二酸化硫黄 E220
食品表示名称:亜硫酸
無機物 / 合成由来
Sulfur dioxide
CAS: 7446-09-5
規制情報についての注意事項
このデータベースは、各国政府の公式情報源に基づいて収集した規制情報を提供するものです。医療、栄養、または安全性に関する助言を構成するものではありません。規制状況は国によって異なり、変更される場合があります。最新情報については、必ず各国の所管官庁にご確認ください。
二酸化硫黄とは?
二酸化硫黄(E220)は最も古くから知られる食品保存料の1つで、古代よりワイン製造で硫黄を燃焼させて容器を殺菌する用途に使用されてきた。ワイン・ドライフルーツ・果汁・保存野菜・一部の加工食品で保存料・酸化防止剤・酵素的褐変防止剤として機能する。反応性が高く、酸化的褐変酵素と微生物増殖の両方を阻害するため、望まない発酵や酸化を防ぐワイン製造で特に重要である。亜硫酸塩(E220-E228)はアレルゲンとして認識されており、感受性のある人(特に喘息患者)に重度のアレルギー反応を引き起こす可能性がある。EU法は総亜硫酸塩含量がSO₂換算10 mg/kgを超える食品ラベルで宣言を義務付けている。EFSAはSO₂換算0.7 mg/kg体重/日のグループADIを設定した。
? ご存知ですか?
二酸化硫黄は自然界に存在する成分です。E番号が付いていても、すべてが人工物というわけではありません。
二酸化硫黄は食品添加物だけでなく、工業用途としても使用されています。
規制分析(専門家解説)
二酸化硫黄(E220)および亜硫酸塩グループ(E220〜E228)は、主要な規制上の課題が一般消費者に対する毒性ではなく、過敏な集団への過敏反応である事例を示している。米国の重要な規制上の出来事は1986年のFDAによる生野菜への亜硫酸塩使用禁止であり、亜硫酸塩処理されたサラダバーの野菜による死亡事例を受けたものだが、ワインやドライフルーツへの使用には手を触れなかった。EFSAの2016年グループ再評価ではADI 0.7 mg SO₂当量/kg体重/日が維持されたが、亜硫酸塩含有ドライフルーツを摂取するワイン飲用成人はこの値に近づく可能性があると指摘した。亜硫酸塩はアレルゲンとして認識されているため、EU規則EC 1333/2008は亜硫酸塩濃度が10 mg/kgを超える場合の表示を義務付けており、制限よりも情報開示が主要な規制手段となっている。
各国詳細規制情報
欧州連合(EFSA)
ラベルへの表示が義務付けられている。過敏な人(特に喘息患者)に対するアレルゲンとしての懸念がある。
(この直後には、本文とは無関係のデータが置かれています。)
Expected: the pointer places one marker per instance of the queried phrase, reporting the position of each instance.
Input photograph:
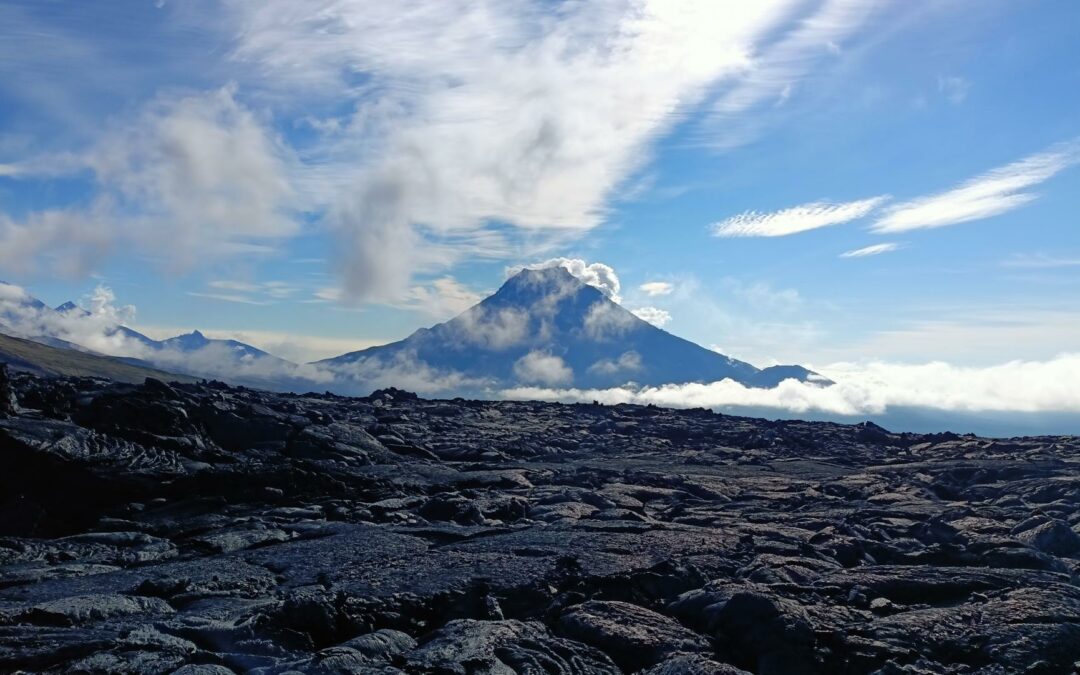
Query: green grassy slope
(43, 360)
根拠法令:Regulation (EC) No 1333/2008, Annex II
アメリカ合衆国(FDA)
ラベルへの表示が義務付けられている。1986年以降、生の果物および野菜(ブドウを除く)への使用が禁止されている。
日本(厚生労働省)
指定名称:二酸化硫黄
カナダ(Health Canada)
カナダにおける優先アレルゲン。表示が義務付けられている。
オーストラリア・ニュージーランド(FSANZ)
申告対象アレルゲン。10 mg/kg以上含まれる場合は表示が義務付けられている。
一日摂取許容量(ADI)
国際基準(JECFA)
mg/kg体重/日
欧州基準(EFSA)
天然での存在
発酵および火山活動によって天然に生成されるガスだが、食品添加物としては工業的に製造される。
製造方法
硫黄の燃焼または硫化鉱石の焙焼によって工業的に製造される。
食品以外での用途
製紙、水処理、および還元剤として使用される。